Arthur Saltus stepped aside when they reached the parking lot and allowed Chaney to go ahead of him. The woman had darted off to one side and now kept a prudent distance. She continued to stare at him, a stare that might have been rude under other circumstances, and Chaney was very sure she’d seen no other man for too many years. He was equally certain she’d never seen a man like him inside the protective fence: that was her apprehension.

He ignored the rifle resting in the cart.

Brian Chaney fitted the keys into the twin locks and swung the heavy door. His two lanterns rested on the top step, and as before a rush of musty air fell out into the waning afternoon sunlight. Chaney paused awkwardly on the doorsill wondering what to say — wondering how to say goodbye to these people. Only a damned fool would say something flippant or vacuous or inane; only a damned fool would utter one of the meaningless clichés of his age; but only a stupid fool would simply walk away from them without saying anything.

He glanced again at the sky and at the golden fleece about the sun, at the new grass and leaves and then at the aging mound of yellow clay. At length his gaze swung back to the man and woman who waited on him.

He said: “Thank you for trusting me.”

Saltus nodded. “They said you could be trusted.”
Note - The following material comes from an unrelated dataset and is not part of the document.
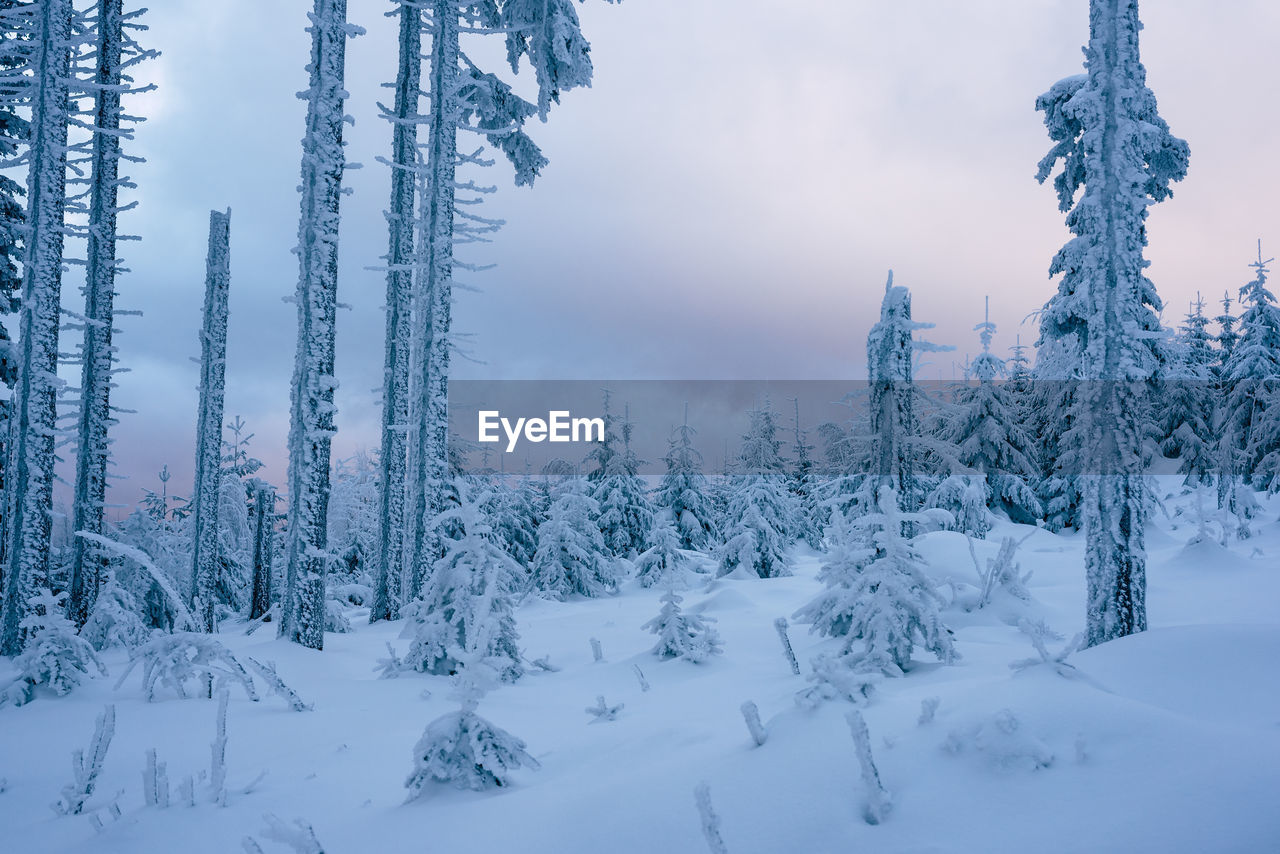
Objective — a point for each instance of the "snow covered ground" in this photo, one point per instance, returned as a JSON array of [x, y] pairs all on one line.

Chaney studied Arthur Saltus and almost saw again the unruly sandy hair and the peculiar set to his eyes — the eyes of a man long accustomed to peering against the sun-bright sea. He looked long at Kathryn Saltus but could not see the transparent blouse or the delta pants: on her those garments would be obscene. Those garments belonged to a world long gone. He searched her face for a moment too long, and was falling head over heels when reality brought him up short.

Harsh reality: she lived here but he belonged back there. It was folly to entertain even dreams about a woman living a hundred years ahead of him. Hurtful reality.

His conscience hurt when he closed the door because he had no more to say to them. Chaney turned away and went down the steps, putting behind him the quiet sun, the chill world of 2000-plus, the unknown survivors beyond the fence who had fled in terror at sight and sound of him, and the half-familiar survivors within the fence who were sharp reminders of his own loss. His conscience hurt, but he didn’t turn back.

The time was near sunset on an unknown day.

It was the longest day of his life.

SEVENTEEN

The briefing room was subtly different from that one he’d first entered weeks or years or centuries ago.

He remembered the military policeman who’d escorted him from the gate and then opened the door for him; he remembered his first glance into the room — his lukewarm reception, his tardy entrance. He’d found Kathryn van Hise critically eyeing him, assessing him, wondering if he would measure up to some task ahead; he’d found Major Moresby and Arthur Saltus playing cards, bored, impatiently awaiting his arrival; he’d found the long steel table positioned under lights in the center of the room — all waiting on him.

He had given his name and started an apology for his tardiness when the first hurtful sound stopped him, chopped him off in mid-sentence and hammered his ears. He had seen them turn together to watch the clock: sixty-one seconds. All that only a week or two ago — a century or two ago — before the bulky envelopes were opened and a hundred flights of fancy loosed. The long journey from the Florida beach had brought him twice to this room, but this time the lantern poorly illuminated the place.